Sunday, August 2, 2009

Crude Jokes Indeed

Crude Oil had a volatile ride this week. We had a day when Crude dropped 4+, then the next day Crude reflated 3+. Why? News Driven. Politics driven. Research driven.

The day Crude dropped 4+, was the day that Goldman, JP, and other CTFC exempt Wall Street institutions made their case to the CTFC that they should be listed under the bona fide hedging category, making them still exempt from trading limitations. They made their case to the head of the CFTC Gary Gensler. Yes the same Gary Gensler that used to be employed at Goldman Sachs for 20 years. Wall Street is continually making the case that exemptions to trading limits should stand because they are involved in many swap transactions with commodity end markets. This is complete bullshit, as most of these swap transactions are done on the OTC market, where by and large speculation not bona fide hedging takes place.

The next day, we had a the same Goldman analyst who predicted $200 Crude 2 years ago come out and say that Crude for fundamental reasons is going higher. So obviously Crude retraced some $3+ on the upside.

tradersutra.blogspot.com/2009/07/trading-limits-under-review-by-cftc.html

/tradersutra.blogspot.com/2009/07/crude-oil-speculation.html

It was the oldest trick in the Wall Street book. Put out a glowing positive report on an industry, so the bleeding stops, so that your constituency can get out while prices reflate.

You may know of this by its neo-classical definition:

The Greater FOOL Theory.

So what are the fundamentals of the crude market? Are they so bullish that we are going to see $145 again?

The only thing that is bullish or positive in Crude Land are the technicals.

The fundamentals are lousy. The market is not trading on fundamentals. It didn't trade on fundamentals when the market was $145, and it didn't trade on fundamentals when it traded in the low $30's.

Crude oil prices have and are totally disconnected from the underlying fundamentals of supply and demand in the market. Its been like this for the last three years.

The outlook for Crude Oil demand continues to decline this year even in the backdrop of Crude rallying 55% from December 2008. The outlook for crude oil demand since December 2008 has gotten a lot worse even with global quantitative easing.

So there is no doubt that Crude Oil prices are inflated, the question remains how much? Is it $10-$15-$20 bucks? Who knows? The only thing that is certain is that current Crude is not representing market fundamentals.

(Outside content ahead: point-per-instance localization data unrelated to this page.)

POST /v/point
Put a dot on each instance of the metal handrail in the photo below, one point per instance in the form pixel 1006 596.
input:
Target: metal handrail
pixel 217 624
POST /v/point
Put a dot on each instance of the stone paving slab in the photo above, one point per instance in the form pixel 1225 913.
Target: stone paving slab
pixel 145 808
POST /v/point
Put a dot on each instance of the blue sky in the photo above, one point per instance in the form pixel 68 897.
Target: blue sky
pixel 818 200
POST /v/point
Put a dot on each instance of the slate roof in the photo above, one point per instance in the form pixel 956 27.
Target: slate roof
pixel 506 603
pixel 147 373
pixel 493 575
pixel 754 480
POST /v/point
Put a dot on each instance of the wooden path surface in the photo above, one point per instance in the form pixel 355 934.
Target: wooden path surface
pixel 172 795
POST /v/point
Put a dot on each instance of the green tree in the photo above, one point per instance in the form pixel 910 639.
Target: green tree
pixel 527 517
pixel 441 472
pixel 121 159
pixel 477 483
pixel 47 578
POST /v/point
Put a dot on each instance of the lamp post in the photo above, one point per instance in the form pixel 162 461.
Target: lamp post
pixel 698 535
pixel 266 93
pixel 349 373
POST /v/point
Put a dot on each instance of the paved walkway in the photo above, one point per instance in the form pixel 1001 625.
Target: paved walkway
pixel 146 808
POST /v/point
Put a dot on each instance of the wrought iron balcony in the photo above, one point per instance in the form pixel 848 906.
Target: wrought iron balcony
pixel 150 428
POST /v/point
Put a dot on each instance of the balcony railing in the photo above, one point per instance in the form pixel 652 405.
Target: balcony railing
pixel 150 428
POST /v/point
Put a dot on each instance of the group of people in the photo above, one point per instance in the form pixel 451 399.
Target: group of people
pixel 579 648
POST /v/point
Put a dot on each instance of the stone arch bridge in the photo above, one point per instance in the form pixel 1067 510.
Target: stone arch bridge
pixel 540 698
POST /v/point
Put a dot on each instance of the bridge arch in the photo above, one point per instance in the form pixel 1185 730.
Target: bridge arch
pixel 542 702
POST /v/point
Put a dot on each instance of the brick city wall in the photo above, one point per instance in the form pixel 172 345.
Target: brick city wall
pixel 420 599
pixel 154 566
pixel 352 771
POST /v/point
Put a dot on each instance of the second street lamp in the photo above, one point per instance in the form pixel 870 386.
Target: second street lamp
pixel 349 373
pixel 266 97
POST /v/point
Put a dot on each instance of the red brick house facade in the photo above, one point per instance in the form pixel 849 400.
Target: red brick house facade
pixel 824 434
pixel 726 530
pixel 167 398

Demand continues to weaken, demand outlook continues to slide, there is more then enough supply, in fact there is Crude Inventory coming out of our wazoos, from the weekly inventory figures. Nobody needs anymore oil, most oil refineries around the world are cutting back, because the demand is simply not there.

This basically is a view that the global economic slump is still by and large in play, and that economic growth is a pipe dream going forward. Some may say that current Crude Oil speculators are discounting this. Most people employed by the Wall Street machine agree with this assumption. But remember, last year around this time we had $145 Crude Oil, it was the same speculators (GS,JP,MS) pushing Crude higher. It was the same predicting $200-$250 Crude, but within 6 months, Crude had crashed to $33. So there has been a huge range to which Crude has traded. Consumers don't want to see $145, OPEC doesn't want to see $33, so my guess is that Crude barring any political situations (IRAN) should stabilize somewhere around low 60's.

But the main discussion here is that the CTFC is not doing its job of curbing excessive speculation in all commodity markets especially Crude. Gensler and his gang talk a lot about better regulation, but its all talk. They are not doing enough to cut down on excessive trade limits. My guess is there will be some veiled regulation handed down that will allow GS,MS,JP,and the like to continue to run up prices.

There will only be changes when there is sufficient public outcry. So far the public is so wrapped up in their own financial denials, that they fail to realize they are being taken to the cleaners by Goldman, JP, and the Wall Street Machine.

There is no checks and balances towards government doing their job. Oil speculation although not as rampant as it was the previous 2 years, is still out of control.

Let me be straight, any market needs an element of speculation, but when all there is is speculation, that's a problem. Right now speculators control the Crude Oil market, this is unacceptable when Americans have to fuel their cars every day. Why should I have to be at Goldman Sachs mercy?

There needs to be trading limits.

There needs to a system where the Crude Oil market goes back into the hands of the end users and the producers/marketers of oil.

Most of the trading (80%) in Crude oil and its by products are done by Goldman Sachs, JP, Citi, and Morgan Stanley. This figure needs to be dwindled down to 25%-30%.

Why do we need specialized commodity ETF/ETN's like USO and OIL? They are a scam that rips off investors and inflates the market for Crude.

tradersutra.blogspot.com/2009/07/crude-etf-trading-is-joke.html

Finally, we cant allow public pension funds and the like to have 20%-30% of assets directly invested in commodity markets.

I understand that commodities have become an asset class, but there has to be some control.

We need better enforceable regulation, not more hollow regulation with lobby loopholes.